These Chicago Hotspots Are Using Fire in Exciting and Delicious Ways

By Elaine Glusac | December 5, 2018 | Food & Drink

From flaming cocktails to hearth-fired food, these must-try spots are upping the ante with red-hot offerings.

The blazing oven at Bucktown newcomer Etta. (Photo: Rachel Bires)

Temperatures might be dipping, but Chicagoans aren’t hibernating. On the contrary, revelers are warming up with fiery food and drink, ranging from scorching sips at cocktail champion Arbella (112 W. Grand Ave.)—where mixologists toss flaming elixirs from shaker to shaker—to charismatic chow at Bucktown newcomer Etta (1840 W. North Ave.), where fire in every form marks dishes from char-crusted branzino to smoky eggplant.

“Cooking with fire makes everything taste better,” says Etta chef Danny Grant. “It adds a layer of complexity to something simple like roast chicken.”

Margherita pizza at Pacific Standard Time (Photo: Brian Willette)

A mercurial element, fire both compels and challenges pyro chefs. At Pacific Standard Time (141 W. Erie St.), executive chef/co-owner Erling Wu-Bower calls the attraction “carnal” while wood-firing pitas, meats and even broccoli.

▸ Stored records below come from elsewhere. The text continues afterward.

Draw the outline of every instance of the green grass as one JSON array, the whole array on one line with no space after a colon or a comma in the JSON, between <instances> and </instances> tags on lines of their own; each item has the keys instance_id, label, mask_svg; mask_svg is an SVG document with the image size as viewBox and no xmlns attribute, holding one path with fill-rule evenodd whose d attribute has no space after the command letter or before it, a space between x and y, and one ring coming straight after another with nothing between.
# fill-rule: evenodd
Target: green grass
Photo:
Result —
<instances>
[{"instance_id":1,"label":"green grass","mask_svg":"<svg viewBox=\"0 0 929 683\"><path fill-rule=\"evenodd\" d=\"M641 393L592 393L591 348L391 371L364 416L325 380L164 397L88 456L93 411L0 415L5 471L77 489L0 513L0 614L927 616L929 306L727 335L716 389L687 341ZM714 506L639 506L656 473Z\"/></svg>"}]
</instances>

John Manion developed a love of fired foods in Brazil as a child, a devotion rekindled in his South American asado-style steakhouse El Che Bar (845 W. Washington Blvd.). “Cooking over live fire is very much like sailing,” he says. “You may feel as though you are totally in control, but really you’re at the whim of nature.”

Chef Rick Bayless cooks with fire at all of his restaurants, but exclusively with fire at his Baja-channeling Leña Brava (900 W. Randolph St.), featuring a 22-foot hearth with up to seven fires next to a wood-burning oven where chefs have even perfected tart-baking.

“We’re so committed to the idea of an all live-fire kitchen that if we have to do something rote like boiling a pot of water,” Bayless says, “we first have to build a fire.”